Example: say you dissolved tin in HCl with some gold, and then added nitric (dissolving gold and tin together) and formed some aqua regia, but the tin and gold and chlorides made a purple of cassius powder (tin chloride reduced gold),(same as stannous test reaction does), and I wanted my gold back from this mess, I would incinerate these powders, heating these metal chloride salts, to separate chloride (as gas) from the gold and tin salts or powders (this would take prolonged heating) (not just rising vapors of volatile lighter fluid burning fast off the surface), these salts once heated high enough long enough will change from being a salt of metal, back into the elemental metal, I still want to heat them longer till red hot until they no longer put off smoke or gases, this red glowing heated metal is crushed and exposed to air, this will oxidize the metal (making it easier to go into solution later), (in our case here tin will oxidize, so the HCl wash later will NOT make a gel (making it hard to separate gold from tin) and HCl will dissolve the tin-oxide easier).
(For some salts like sulfates made from metals dissolved with sulfuric you may have to heat 30 minutes to more than an hour to drive off all of the SO2 as gas and convert metal these salts into metal oxides).
Tin in HCl does not dissolve very well at all, and it makes a gel that gives trouble filtering, and it will also trap your gold in this gel, the incineration process converts the tin to tin oxide, so that HCl will dissolve this oxide of tin much better so you can wash tin from your gold (without washing away gold with it).
Many times we use incineration when changing acids (removing acidd salt previosly used.
When you dissolve a metal (or even wash a metal) in an acid you have the salt of previous acid, like when you make a chloride salt, (incineration drives off (chloride as gas) from the salt of the metal, changing it back into metal, or metal oxide.
Without incineration you have these chloride salts and when you add nitric on the metal (chloride) you will make some aqua regia, (from mixing metal chloride salt and nitric which would dissolve some or all of your gold), and then you have gold dissolved in the metal, (you were trying to wash away without dissolving the gold).
Incineration should be done with high heat.
For sulfates temperatures of greater than 700 degrees are needed, and these temperature's must be held for a long enough time to remove the SO2 gases, it could take an hour for these temperature to drive off all gases. Then heating these powders red hot in air to oxidize metals, these temperatures will usually take heat from a gas burner, torch,fire from coals, or electric burner with a torch, or other very high heat source.
Non-magnetic stainless steel, or white corning ware type casserole dish is what i would choose to incinerate in. depending materials what I was doing also would depend which one of these I chose.
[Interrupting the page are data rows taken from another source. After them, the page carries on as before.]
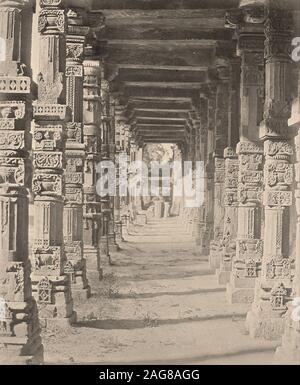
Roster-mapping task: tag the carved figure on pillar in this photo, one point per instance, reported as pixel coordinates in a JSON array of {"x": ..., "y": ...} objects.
[
  {"x": 51, "y": 286},
  {"x": 273, "y": 289},
  {"x": 248, "y": 23},
  {"x": 20, "y": 340},
  {"x": 220, "y": 142},
  {"x": 75, "y": 265}
]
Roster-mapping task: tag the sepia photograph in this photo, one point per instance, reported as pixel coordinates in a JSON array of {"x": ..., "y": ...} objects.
[{"x": 149, "y": 185}]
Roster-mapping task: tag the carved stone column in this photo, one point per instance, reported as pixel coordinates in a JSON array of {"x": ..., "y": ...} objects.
[
  {"x": 75, "y": 266},
  {"x": 221, "y": 132},
  {"x": 202, "y": 240},
  {"x": 92, "y": 141},
  {"x": 51, "y": 286},
  {"x": 20, "y": 340},
  {"x": 289, "y": 351},
  {"x": 231, "y": 177},
  {"x": 230, "y": 216},
  {"x": 209, "y": 174},
  {"x": 247, "y": 261},
  {"x": 273, "y": 288}
]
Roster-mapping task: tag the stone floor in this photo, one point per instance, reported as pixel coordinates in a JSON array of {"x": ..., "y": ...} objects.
[{"x": 158, "y": 304}]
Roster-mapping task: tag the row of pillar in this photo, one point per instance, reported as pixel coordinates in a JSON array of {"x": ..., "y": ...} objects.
[{"x": 246, "y": 224}]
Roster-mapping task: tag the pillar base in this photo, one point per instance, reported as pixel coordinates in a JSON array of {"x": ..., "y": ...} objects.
[
  {"x": 240, "y": 290},
  {"x": 112, "y": 246},
  {"x": 81, "y": 294},
  {"x": 215, "y": 255},
  {"x": 262, "y": 324},
  {"x": 20, "y": 343},
  {"x": 54, "y": 300},
  {"x": 141, "y": 219},
  {"x": 93, "y": 269},
  {"x": 12, "y": 352}
]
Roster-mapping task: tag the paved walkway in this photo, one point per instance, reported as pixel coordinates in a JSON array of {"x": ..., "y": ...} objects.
[{"x": 158, "y": 303}]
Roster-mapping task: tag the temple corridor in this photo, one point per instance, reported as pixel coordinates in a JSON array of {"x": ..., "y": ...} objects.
[
  {"x": 149, "y": 181},
  {"x": 158, "y": 303}
]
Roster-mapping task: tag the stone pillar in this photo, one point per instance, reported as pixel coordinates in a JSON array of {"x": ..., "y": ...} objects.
[
  {"x": 51, "y": 287},
  {"x": 247, "y": 261},
  {"x": 230, "y": 216},
  {"x": 20, "y": 340},
  {"x": 75, "y": 266},
  {"x": 202, "y": 241},
  {"x": 119, "y": 153},
  {"x": 92, "y": 141},
  {"x": 209, "y": 173},
  {"x": 108, "y": 237},
  {"x": 273, "y": 288},
  {"x": 220, "y": 138},
  {"x": 289, "y": 351},
  {"x": 231, "y": 177}
]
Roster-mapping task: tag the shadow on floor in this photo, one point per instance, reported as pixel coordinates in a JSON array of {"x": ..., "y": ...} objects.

Another thing to consider gold chloride salts (or even gold mixed with table salt) heating these you can evaporate off vaporizing the gold in yellow fumes (similar with silver chloride salts vaporizing in the white fumes).
To prevent this I will neutralize my Gold (or silver) chloride salts with sodium hydroxide, water and stirring well, this will take the gold chloride salt, and make sodium chloride (NaCl table salt) this Table salt water is easily washed out with several hot water washes, this prevents losses of values in fumes when I incenerate.
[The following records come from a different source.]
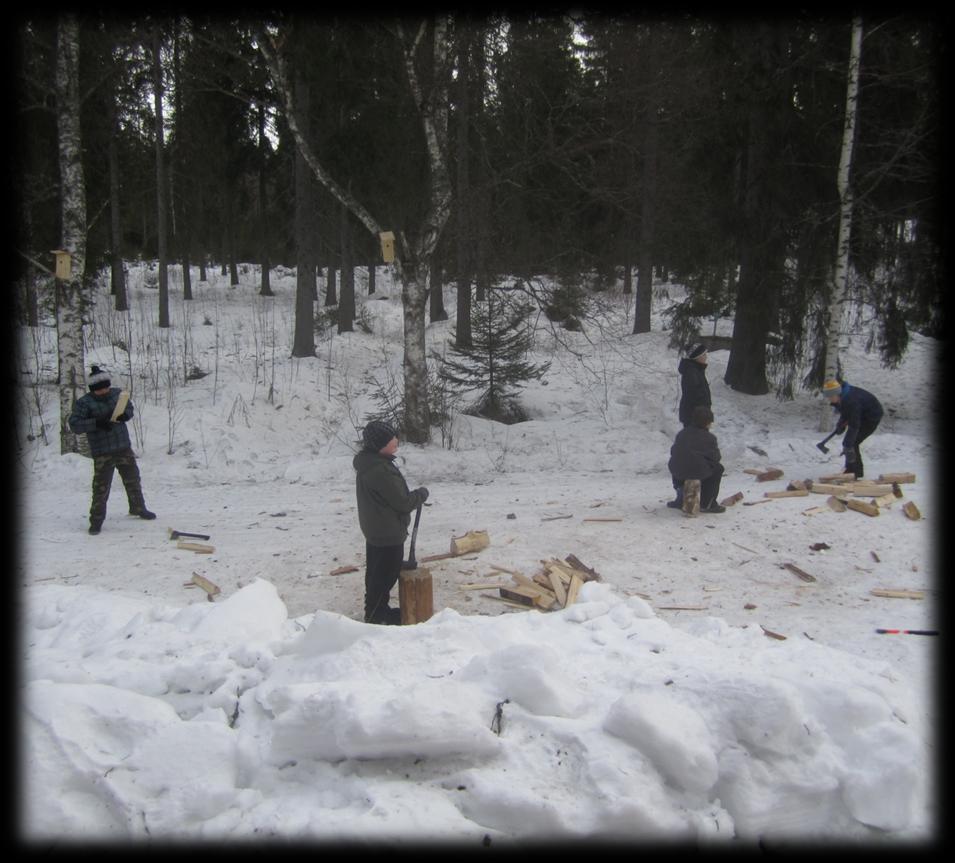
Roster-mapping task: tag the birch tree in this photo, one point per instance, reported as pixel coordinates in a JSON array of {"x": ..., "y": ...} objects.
[
  {"x": 837, "y": 299},
  {"x": 70, "y": 304},
  {"x": 415, "y": 247}
]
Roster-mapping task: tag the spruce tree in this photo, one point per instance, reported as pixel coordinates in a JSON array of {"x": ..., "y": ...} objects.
[{"x": 494, "y": 365}]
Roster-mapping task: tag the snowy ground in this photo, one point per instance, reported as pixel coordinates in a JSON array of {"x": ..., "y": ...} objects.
[{"x": 657, "y": 708}]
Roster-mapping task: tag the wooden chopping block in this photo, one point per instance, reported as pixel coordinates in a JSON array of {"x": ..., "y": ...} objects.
[{"x": 415, "y": 595}]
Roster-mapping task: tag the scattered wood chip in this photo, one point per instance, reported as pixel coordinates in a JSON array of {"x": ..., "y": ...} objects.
[
  {"x": 897, "y": 594},
  {"x": 911, "y": 510},
  {"x": 801, "y": 573}
]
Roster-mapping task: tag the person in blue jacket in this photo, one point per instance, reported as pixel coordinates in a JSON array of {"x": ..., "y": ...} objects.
[
  {"x": 110, "y": 447},
  {"x": 859, "y": 415}
]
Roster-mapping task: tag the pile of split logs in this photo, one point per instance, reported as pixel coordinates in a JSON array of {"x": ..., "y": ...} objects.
[
  {"x": 844, "y": 492},
  {"x": 555, "y": 586}
]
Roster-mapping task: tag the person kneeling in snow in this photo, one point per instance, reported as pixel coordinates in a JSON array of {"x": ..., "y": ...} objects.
[
  {"x": 109, "y": 446},
  {"x": 860, "y": 413},
  {"x": 695, "y": 454},
  {"x": 384, "y": 512}
]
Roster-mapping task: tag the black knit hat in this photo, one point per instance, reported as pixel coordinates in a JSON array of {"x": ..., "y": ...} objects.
[
  {"x": 377, "y": 434},
  {"x": 98, "y": 379}
]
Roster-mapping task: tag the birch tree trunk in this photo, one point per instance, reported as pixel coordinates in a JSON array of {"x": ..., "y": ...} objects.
[
  {"x": 837, "y": 300},
  {"x": 70, "y": 304},
  {"x": 161, "y": 229},
  {"x": 415, "y": 249}
]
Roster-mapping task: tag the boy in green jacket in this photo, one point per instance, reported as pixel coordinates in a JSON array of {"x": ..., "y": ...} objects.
[{"x": 384, "y": 512}]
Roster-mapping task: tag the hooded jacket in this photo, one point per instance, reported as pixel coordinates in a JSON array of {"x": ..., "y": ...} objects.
[
  {"x": 694, "y": 387},
  {"x": 857, "y": 408},
  {"x": 90, "y": 408},
  {"x": 384, "y": 502},
  {"x": 695, "y": 454}
]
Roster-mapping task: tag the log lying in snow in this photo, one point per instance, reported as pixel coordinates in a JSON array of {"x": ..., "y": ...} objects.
[
  {"x": 556, "y": 586},
  {"x": 896, "y": 477},
  {"x": 862, "y": 506}
]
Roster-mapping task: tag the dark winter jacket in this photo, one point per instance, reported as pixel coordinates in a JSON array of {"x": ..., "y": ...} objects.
[
  {"x": 695, "y": 454},
  {"x": 857, "y": 409},
  {"x": 384, "y": 502},
  {"x": 90, "y": 408},
  {"x": 694, "y": 387}
]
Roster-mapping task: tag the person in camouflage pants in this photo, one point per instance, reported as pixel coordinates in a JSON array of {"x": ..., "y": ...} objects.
[{"x": 110, "y": 447}]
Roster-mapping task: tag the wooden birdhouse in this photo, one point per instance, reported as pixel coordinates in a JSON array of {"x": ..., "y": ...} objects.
[
  {"x": 61, "y": 267},
  {"x": 387, "y": 246}
]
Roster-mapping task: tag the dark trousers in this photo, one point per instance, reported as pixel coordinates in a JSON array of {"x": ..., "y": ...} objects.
[
  {"x": 856, "y": 466},
  {"x": 382, "y": 569},
  {"x": 709, "y": 487},
  {"x": 103, "y": 466}
]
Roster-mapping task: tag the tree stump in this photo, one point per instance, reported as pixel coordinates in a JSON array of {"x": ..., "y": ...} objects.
[
  {"x": 691, "y": 497},
  {"x": 415, "y": 595}
]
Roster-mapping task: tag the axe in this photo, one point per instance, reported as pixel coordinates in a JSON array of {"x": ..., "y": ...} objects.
[
  {"x": 822, "y": 444},
  {"x": 411, "y": 563}
]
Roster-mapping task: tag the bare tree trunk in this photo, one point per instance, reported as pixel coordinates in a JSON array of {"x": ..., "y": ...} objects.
[
  {"x": 265, "y": 287},
  {"x": 462, "y": 320},
  {"x": 69, "y": 293},
  {"x": 837, "y": 300},
  {"x": 161, "y": 237}
]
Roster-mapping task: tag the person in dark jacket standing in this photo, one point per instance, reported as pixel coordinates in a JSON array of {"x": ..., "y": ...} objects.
[
  {"x": 695, "y": 454},
  {"x": 384, "y": 512},
  {"x": 109, "y": 446},
  {"x": 860, "y": 413},
  {"x": 694, "y": 388}
]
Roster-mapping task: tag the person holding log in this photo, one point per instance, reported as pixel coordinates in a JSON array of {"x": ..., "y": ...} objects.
[
  {"x": 97, "y": 415},
  {"x": 385, "y": 505},
  {"x": 860, "y": 413},
  {"x": 695, "y": 454}
]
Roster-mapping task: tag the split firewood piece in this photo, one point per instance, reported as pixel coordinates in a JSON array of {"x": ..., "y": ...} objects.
[
  {"x": 578, "y": 565},
  {"x": 805, "y": 576},
  {"x": 896, "y": 477},
  {"x": 200, "y": 581},
  {"x": 197, "y": 547},
  {"x": 473, "y": 540},
  {"x": 870, "y": 489},
  {"x": 121, "y": 401},
  {"x": 838, "y": 477},
  {"x": 576, "y": 582},
  {"x": 836, "y": 503},
  {"x": 830, "y": 488},
  {"x": 897, "y": 594},
  {"x": 862, "y": 506}
]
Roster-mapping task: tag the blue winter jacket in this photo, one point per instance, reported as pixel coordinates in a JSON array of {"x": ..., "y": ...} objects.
[
  {"x": 857, "y": 407},
  {"x": 90, "y": 408}
]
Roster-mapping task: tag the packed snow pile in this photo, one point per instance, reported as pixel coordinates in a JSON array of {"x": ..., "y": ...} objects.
[{"x": 229, "y": 719}]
Another point some salts will need low heating to begin with (to dry), otherwise splashing and bursting gas bubbles will throw values all over the place, and then once these powders are dry, the heat can be raised (usually best to start crushing back to powder before completely dry, and continue to crush till well dried), now many times after you raise heat to high, on the dry metal salts, they will become wet again and form a thick syrup of fused metal salts, they will start fuming off acidic gases, keeping the heat high (but not bubbling and splashing), these acidic gases will escape and these metal powders will then dry again, we crush to powders again now we can bring these powders to red hot to oxidize these metal powders stirring the red hot powders well to get good exposure to air.
Inceneration sounds simple, it is, but this tool is one of the best tools in your tool box if used properly, it is very important if you want fine gold, keeps you from gold lose when changing acids, and is especially important when dealing with electronic waste with the tin involved.